What is your problem?
  • I am 25 years. I wish to have a surgical defloration not to look “an old maiden” before the man whom I want.
  • I have got married, but “a love ceremony” of first marriage night is a failure.
  • I tried to make sex with my young man, but nothing turns out, it pains awfully. I wish to have a surgical defloration made.
  • The hymen is very dense; it prevents a sexual intercourse and causes pain.
  • very elastic hymen — it does not break.

When should you have an operation?
All innocent maidens of the planet are anxious by the problem of loss of purity. Novelty attracts and frightens simultaneously. The main maiden experiences and fears are possible pain and blood. The problem of loss of virginity is actual depending on the age the two people meet ... That very first time can happen at 17, 23, and at 35 years ... Loss of chastity is not limited by the framework of age.
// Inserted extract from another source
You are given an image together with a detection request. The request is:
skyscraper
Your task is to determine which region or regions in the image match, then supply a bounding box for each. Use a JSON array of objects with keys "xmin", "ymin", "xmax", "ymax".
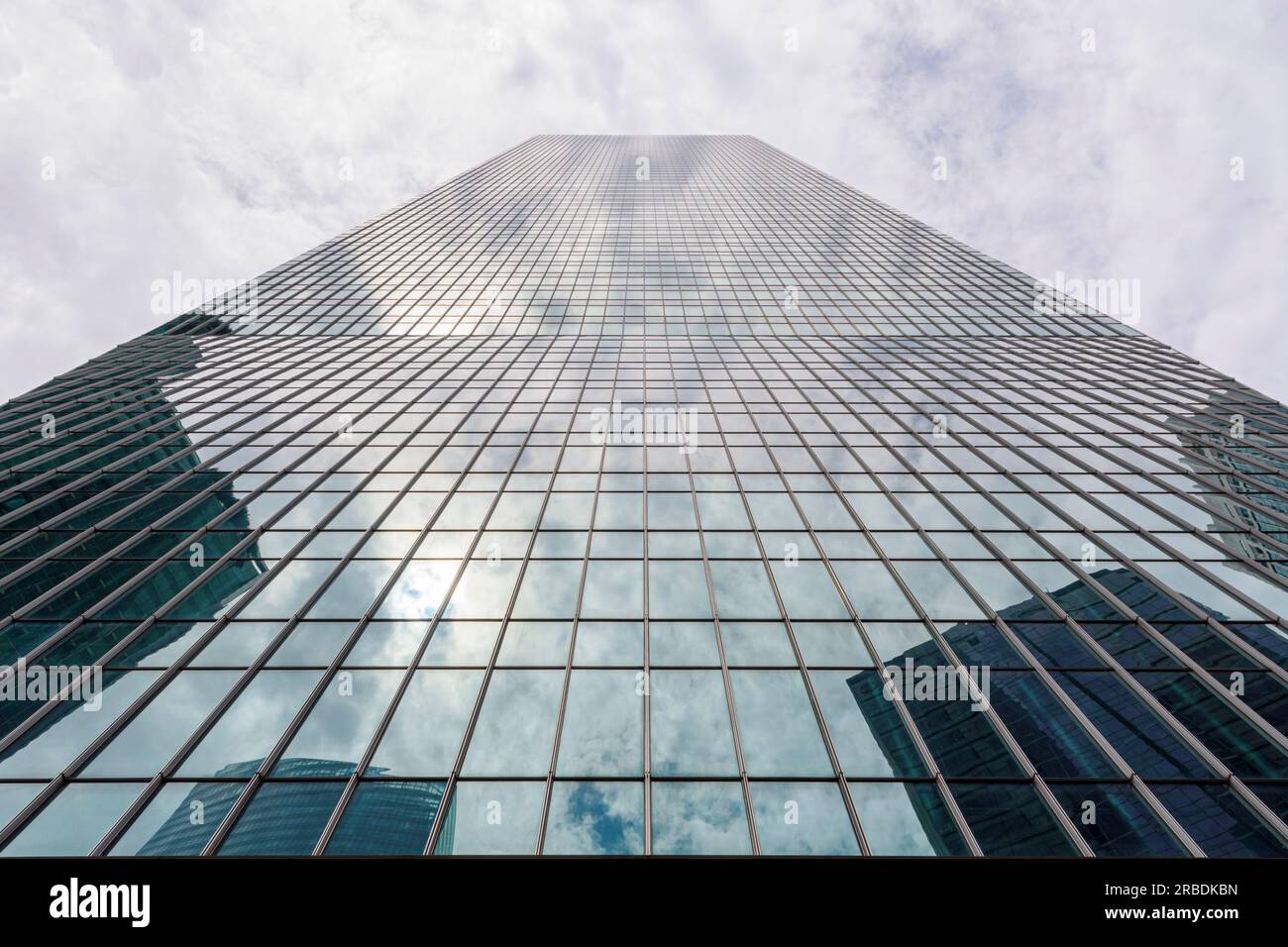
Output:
[{"xmin": 0, "ymin": 136, "xmax": 1288, "ymax": 856}]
There is an opinion that the virgin hymen loses its elasticity with the years; for this reason some already adult women, loose it with great difficulty. Partly it is really so. At 18—20 years all tissues are much more elastic and better stretched than at thirty. A key to the problem is not only in the age but also in peculiarity of genital structures. Each woman’s hymen has individual parameters: the look, the size, the form, the density, the nerves and blood vessels “supply”. For this reason all women endure defloration on their “individual scenario”. It happens so that irrespective of age the hymen is so dense that a sexual intercourse becomes impossible. Certainly, we stand for a natural/traditional way of defloration but if by virtue of some reasons of physiological and psychological character this process is complicated, it is necessary to take advantage of opportunities of intimate plastic surgery. When should you have an operation? The answer is unequivocal: when the surgical defloration becomes urgent for you.

Contraindications
Oncological diseases of genitals, problems with blood coagulability, inflammatory diseases of genitals in the acute form, mental disorders.

Operation
Duration is no more than 5—10 minutes.

Anesthesia
The anesthetic technique determined by doctor-anesthetist.

Postoperative period
It is necessary to observe personal hygiene carefully. Control examination by the surgeon/gynecologist in 7—10 days. After complete healing it is possible to begin sexual activity without fears.